Tip was driving the Rover. Almost as soon as they were clear of the narrow little road in which the Masters’ lived, the DCS began his briefing, and with a little help from Green, put the two sergeants fully in the picture.
“I can see what you are worried about, Chief,” said Berger, who had listened attentively to every word. “Whiffs of scandal and all that, but there are several things I think you ought to remember. Apart from the fact that there is no hint of corruption, that is.”
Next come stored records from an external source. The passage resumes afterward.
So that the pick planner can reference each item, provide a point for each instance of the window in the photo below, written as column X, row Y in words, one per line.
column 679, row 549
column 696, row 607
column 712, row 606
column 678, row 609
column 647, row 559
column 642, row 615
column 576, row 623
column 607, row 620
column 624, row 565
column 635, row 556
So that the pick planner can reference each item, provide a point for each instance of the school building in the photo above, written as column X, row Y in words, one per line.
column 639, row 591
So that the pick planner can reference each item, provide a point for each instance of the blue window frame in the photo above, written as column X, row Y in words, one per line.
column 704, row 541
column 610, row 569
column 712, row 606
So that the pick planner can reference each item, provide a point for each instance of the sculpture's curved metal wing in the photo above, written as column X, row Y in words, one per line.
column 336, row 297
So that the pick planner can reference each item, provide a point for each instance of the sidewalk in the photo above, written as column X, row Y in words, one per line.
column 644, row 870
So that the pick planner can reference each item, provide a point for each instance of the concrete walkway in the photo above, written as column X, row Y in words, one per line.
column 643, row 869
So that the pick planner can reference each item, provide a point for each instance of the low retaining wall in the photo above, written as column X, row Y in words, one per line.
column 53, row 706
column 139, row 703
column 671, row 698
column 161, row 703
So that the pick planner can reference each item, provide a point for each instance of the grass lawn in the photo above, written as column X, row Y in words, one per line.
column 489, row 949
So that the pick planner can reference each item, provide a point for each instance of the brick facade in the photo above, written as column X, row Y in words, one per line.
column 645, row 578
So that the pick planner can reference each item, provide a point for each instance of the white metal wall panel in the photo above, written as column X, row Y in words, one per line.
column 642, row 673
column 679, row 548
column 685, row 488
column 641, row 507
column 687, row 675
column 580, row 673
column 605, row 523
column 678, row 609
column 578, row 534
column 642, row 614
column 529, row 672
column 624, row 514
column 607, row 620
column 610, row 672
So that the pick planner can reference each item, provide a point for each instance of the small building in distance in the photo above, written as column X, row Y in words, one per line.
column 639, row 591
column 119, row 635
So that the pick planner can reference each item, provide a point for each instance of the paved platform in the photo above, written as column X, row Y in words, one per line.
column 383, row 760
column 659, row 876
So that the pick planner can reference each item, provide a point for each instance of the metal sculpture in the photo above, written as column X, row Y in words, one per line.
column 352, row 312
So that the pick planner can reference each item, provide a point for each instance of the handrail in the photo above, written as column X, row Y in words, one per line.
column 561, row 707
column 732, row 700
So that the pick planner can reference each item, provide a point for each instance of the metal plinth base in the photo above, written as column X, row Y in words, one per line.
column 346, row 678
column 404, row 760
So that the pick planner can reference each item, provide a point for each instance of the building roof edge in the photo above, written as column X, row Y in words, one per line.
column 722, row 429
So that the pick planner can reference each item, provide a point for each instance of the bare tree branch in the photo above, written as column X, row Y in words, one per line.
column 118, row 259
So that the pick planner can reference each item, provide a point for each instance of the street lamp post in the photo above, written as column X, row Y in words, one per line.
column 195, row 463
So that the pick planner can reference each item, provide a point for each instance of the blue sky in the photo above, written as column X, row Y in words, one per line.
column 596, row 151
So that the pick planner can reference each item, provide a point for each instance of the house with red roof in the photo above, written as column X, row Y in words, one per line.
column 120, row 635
“Let’s have it then, lad,” grunted Green, who, though never happy when travelling in a motor car, nevertheless found this pleasant Sunday morning run on roads free of lorries less unsettling than usual.
“First, as the Chief said, we don’t know that we have a crime on our hands. Second, as far as we know there is no known criminal involved or even anybody in whom the Yard is or has been interested. Third, the Chief has completed no deal over this new house, and is unlikely to before anything that is going to break does so. Fourth, and I think this is as important as any of the others, the Chief has told us three about his negotiations. How can you be accused of corruption if you have given every last detail of your business to three police officers of the rank and standing of Scotland Yard detectives? We don’t benefit in any way, so we can’t be said to be a party to any jiggery pokery. That means nobody, not even the AC (Crime), can accuse the Chief of … well, whatever it is you two think he might try to clobber him for.”
“Good arguments, all of them, lad,” said Green. “In return for that compliment you can give me one of your fags.” As Berger turned to offer the packet, Green continued: “I particularly like that bit about giving every detail of the transaction to three people of CID rank and standing. It sounded good.”
“Because it was right,” said Tip.
“You keep your attention on the road, lass, and keep your piping treble for more pertinent remarks than that,” retorted Green.
“Very good, sir,” replied Tip, sweetly, staring straight ahead. “As my small pipe best fits my little note, perhaps I shouldn’t say what I have in mind.”
“Now what are you on about?” demanded Berger.
“I was merely going to remark that the Chief should let me do the report today. If I were to type it all out and date it with today’s date and sign it and put it in the file there would be proof that our concern was recognised and discussed before anything untoward could happen.”
“Better still,” said Green, “date it as of last Friday, which was when His Nibs first broached the subject, and I’ll sign it as my report for the file.”
“Very good, sir.”
“And cut out all that sort of rubbish,” growled Green, “or I’ll prove the point that a little WPS best fits a little shrine.”
“Chief,” wailed Berger, “what are these two on about?”
“Surely you know,” replied Masters. “A little meat best fits a little belly.”
“I didn’t,” confessed Berger, “but one thing I am sure of, and that is that what you’ve just said doesn’t apply to the DCI.”
“How come, lad?”
“With your appetite it would have to be a gargantuan meal.”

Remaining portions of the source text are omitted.